Thursday in the Fourth Week of Advent

Scripture Readings: 1 Sam 1:24-28; Lk 1:46-56 

These last eight days of Advent are like a wreath of tightly woven evergreens—Jesus, Mary, John, Jesus, Mary, Jesus, John, Jesus—Joseph and Elizabeth and Zechariah pine-cone accents, the invisible wire of Mercy holding it all together, the Holy Spirit the jewel-lights around it.

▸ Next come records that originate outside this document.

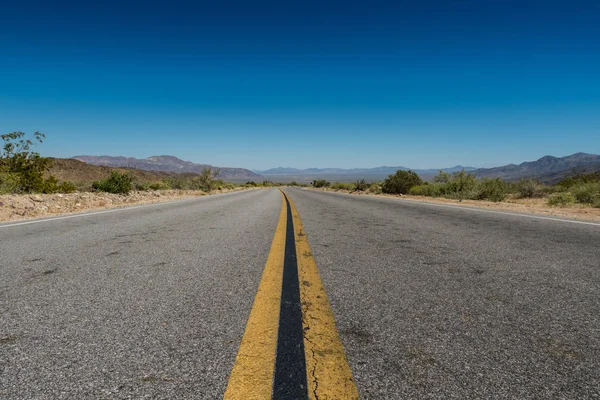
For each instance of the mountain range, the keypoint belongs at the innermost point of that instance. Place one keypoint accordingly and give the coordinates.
(386, 170)
(166, 163)
(547, 169)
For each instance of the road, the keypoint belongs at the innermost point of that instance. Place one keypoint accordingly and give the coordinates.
(429, 301)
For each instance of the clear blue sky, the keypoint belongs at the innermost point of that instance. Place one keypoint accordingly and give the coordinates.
(260, 84)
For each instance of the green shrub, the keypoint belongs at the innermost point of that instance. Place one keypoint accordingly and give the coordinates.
(22, 169)
(361, 185)
(375, 188)
(9, 182)
(586, 193)
(401, 182)
(427, 189)
(319, 183)
(119, 183)
(493, 189)
(66, 187)
(561, 199)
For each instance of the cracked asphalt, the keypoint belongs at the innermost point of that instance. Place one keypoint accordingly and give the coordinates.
(430, 302)
(435, 303)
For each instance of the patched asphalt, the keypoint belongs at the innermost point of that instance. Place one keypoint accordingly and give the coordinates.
(431, 302)
(434, 302)
(142, 303)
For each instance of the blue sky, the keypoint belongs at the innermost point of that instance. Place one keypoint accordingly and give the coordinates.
(305, 84)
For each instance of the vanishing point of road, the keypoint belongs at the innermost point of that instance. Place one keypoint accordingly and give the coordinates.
(299, 294)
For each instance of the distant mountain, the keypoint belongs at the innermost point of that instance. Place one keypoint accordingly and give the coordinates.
(384, 170)
(547, 169)
(165, 163)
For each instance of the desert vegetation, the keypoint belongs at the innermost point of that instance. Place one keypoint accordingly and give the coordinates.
(25, 171)
(578, 190)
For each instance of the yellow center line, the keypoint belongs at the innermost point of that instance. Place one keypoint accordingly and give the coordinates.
(252, 374)
(327, 369)
(329, 375)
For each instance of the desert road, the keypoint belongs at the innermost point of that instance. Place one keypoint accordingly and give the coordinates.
(236, 295)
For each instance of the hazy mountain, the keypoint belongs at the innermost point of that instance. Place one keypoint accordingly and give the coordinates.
(164, 163)
(385, 170)
(547, 169)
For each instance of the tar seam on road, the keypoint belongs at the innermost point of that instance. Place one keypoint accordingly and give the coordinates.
(291, 348)
(252, 373)
(290, 365)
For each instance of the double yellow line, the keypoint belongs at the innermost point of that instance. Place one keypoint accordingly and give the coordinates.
(327, 370)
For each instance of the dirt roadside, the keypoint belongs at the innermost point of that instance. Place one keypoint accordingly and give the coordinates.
(531, 206)
(16, 207)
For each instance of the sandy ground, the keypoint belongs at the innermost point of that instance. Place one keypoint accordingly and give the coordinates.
(15, 207)
(532, 206)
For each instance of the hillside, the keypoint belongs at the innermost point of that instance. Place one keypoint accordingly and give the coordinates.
(71, 170)
(167, 164)
(284, 174)
(547, 169)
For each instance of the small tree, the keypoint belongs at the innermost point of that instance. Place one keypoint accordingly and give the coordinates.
(23, 167)
(361, 186)
(319, 183)
(401, 182)
(116, 183)
(207, 179)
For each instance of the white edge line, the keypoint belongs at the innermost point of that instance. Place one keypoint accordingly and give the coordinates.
(473, 209)
(124, 208)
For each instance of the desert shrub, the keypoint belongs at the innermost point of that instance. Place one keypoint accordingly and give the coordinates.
(401, 182)
(361, 185)
(319, 183)
(427, 189)
(586, 193)
(9, 182)
(66, 187)
(493, 189)
(206, 181)
(375, 188)
(23, 170)
(460, 185)
(560, 199)
(119, 183)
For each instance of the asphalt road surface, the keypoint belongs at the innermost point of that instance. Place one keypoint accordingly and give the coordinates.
(430, 301)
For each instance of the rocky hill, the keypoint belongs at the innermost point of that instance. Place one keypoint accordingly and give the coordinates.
(547, 169)
(165, 163)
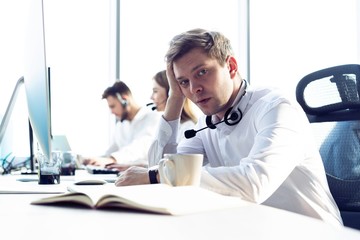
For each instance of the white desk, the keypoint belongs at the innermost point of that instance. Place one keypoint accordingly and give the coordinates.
(20, 220)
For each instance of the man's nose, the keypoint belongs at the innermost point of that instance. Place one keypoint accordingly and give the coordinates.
(195, 87)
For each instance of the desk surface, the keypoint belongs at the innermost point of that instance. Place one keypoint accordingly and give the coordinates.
(19, 220)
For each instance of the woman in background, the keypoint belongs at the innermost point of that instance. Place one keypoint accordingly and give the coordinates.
(159, 97)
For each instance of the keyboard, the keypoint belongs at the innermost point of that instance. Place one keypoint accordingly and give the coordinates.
(100, 170)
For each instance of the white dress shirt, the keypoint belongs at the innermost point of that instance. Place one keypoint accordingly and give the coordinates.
(132, 139)
(269, 157)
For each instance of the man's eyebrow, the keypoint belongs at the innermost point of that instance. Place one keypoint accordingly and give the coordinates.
(192, 70)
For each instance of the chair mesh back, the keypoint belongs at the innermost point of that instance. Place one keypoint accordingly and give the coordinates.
(330, 98)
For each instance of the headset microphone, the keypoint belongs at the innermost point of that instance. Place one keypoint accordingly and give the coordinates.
(233, 119)
(152, 108)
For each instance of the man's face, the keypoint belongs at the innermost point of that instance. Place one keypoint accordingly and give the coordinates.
(115, 106)
(204, 81)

Mary in her song is Hannah in hers, our Responsorial Psalm today. Mary is Hannah in 1st Samuel, but she is also the Woman in the Song of Songs: My dove is one . . . . The daughters see her and call her blessed, queens and concubines will praise her.  Mary is the garden enclosed, beautiful in every way, ravishing the heart of the Man; she is also a wall, a tower, thousands of shields, warriors’ arms, hanging upon it.  With more poetic power than even John the Baptist, she is the forerunner of the Christ: not just an ax at the root of the trees and a winnowing fan in his hand, her son is the overthrow of the whole world order. Certainly his “blessed are you who hunger now” was his version of her “the hungry he fills with good things,”  her catechism lessons to her obedient child growing in wisdom and grace.

Who is this that comes forth like the dawn, beautiful as the moon, pure as the blazing sun?

It is the Bride, the Virgin, the Mother; it is the Son she bears; the Church, the monastic community in its lowliness magnifying the Lord prophecy unburdened, the Gospel: God so loved the world.